Application Security – The Neglected Threat
When companies like Microsoft or Oracle develop software, they have massive teams who’s only job is to try and find bugs in the software. They also have made significant investments automated tools to help with software quality assurance. Still Microsoft usually patches 10-20 new bugs month after month. Oracle often patches 100 bugs a quarter.
Given these example company’s results in spite of major investments in technology and people, what does that mean for the average software development shop that doesn’t have the tools, personnel or budget that these major software shops have.
Security Compass, a Canadian company that assists Fortune 500 companies with software security issues, conducted a study of financial institutions application security practices.
Here are some of the findings of the report:
- While most financial institutions have created security development lifecycle practices, very few of them can actually validate how well they are doing at following them.
- Three out of four rate application security as a critical or high priority
- 89% use the BSIMM (Building Security In Maturity Model) while almost all of the others use some form of framework or standard.

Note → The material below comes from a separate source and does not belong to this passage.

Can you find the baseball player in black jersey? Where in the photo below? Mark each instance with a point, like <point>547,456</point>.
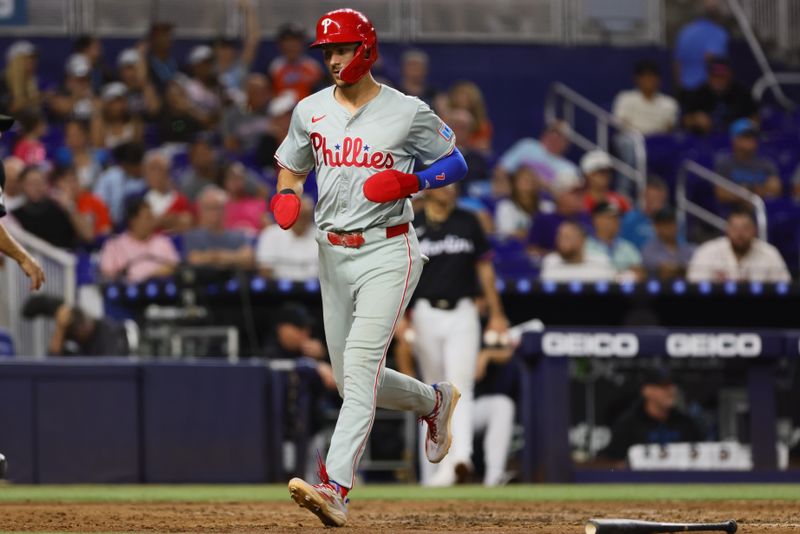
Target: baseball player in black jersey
<point>8,245</point>
<point>445,317</point>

- When it comes to metrics to measure how effective these frameworks are, most do not have a robust KPI measurement process. Many measure raw vulnerability counts (77%), which is a very basic measurement.

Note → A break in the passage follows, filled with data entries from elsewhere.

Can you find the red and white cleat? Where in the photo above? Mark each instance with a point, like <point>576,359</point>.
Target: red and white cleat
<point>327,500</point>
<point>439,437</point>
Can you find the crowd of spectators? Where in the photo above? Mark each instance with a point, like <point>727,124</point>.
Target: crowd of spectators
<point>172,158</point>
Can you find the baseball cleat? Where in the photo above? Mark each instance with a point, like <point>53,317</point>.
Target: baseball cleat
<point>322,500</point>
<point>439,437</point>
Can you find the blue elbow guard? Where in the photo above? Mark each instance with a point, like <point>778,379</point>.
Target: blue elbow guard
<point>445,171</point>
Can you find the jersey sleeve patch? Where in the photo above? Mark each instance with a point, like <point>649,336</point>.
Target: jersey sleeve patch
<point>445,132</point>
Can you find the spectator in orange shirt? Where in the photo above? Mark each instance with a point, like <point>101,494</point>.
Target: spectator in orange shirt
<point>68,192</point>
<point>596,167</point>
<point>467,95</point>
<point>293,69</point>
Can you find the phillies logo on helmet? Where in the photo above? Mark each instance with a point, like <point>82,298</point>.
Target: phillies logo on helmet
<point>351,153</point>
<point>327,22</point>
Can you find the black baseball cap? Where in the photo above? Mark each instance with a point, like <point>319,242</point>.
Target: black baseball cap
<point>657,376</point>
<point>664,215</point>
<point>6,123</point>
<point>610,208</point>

- Less than half measure how long it takes to fix bugs.
- Only a little more than a third track whether developers actually use the security tools called for in the policies.
- The study showed that 58% of the banks use some third party software, but less than half of the financial institutions require their vendors to have a security development lifecycle process or even an application security policy.

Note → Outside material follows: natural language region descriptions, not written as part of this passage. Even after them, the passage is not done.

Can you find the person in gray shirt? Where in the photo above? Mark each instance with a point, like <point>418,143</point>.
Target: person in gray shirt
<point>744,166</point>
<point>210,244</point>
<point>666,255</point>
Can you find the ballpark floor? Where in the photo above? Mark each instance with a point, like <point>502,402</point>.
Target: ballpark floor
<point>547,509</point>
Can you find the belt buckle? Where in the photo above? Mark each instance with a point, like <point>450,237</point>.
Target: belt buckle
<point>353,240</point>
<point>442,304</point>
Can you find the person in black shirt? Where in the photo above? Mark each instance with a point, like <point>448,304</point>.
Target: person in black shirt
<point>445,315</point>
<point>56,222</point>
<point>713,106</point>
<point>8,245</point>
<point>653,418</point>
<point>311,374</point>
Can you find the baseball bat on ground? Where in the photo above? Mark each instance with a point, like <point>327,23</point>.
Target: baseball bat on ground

These results are from financial institutions where security and process are usually front and center. If this is the reality for organizations which have a high security awareness profile, how does the average organization rank on security process and practices. Likely, those organizations don’t rank very well.
Smaller development shops – say with less than 50 developers likely don’t have a security development lifecycle (SDLC) process at all. The likely don’t have automated tools to detect bad coding practices and they likely have a small (to no) quality assurance department. If they do have a software QA department, that department is likely looking for functionality problems and not security issues and is not trained to find security problems.
If the software is developed under a development contract, that contract likely does not specify the requirements for an SDLC process or for any of the the other security processes that large software development shops have.
In addition, they likely do not conduct third party, independent, penetration tests to attempt to find those security issues.
As a result, it is likely that those custom applications are a hacker’s dream gateway into your organization and you likely will never know.
Companies that develop their own, or contract for the development of, custom software development – including web sites – need to up their game if they want to keep hackers out. If they don’t, the hackers will continue to quietly thank them.
Information for this post came from Dark Reading.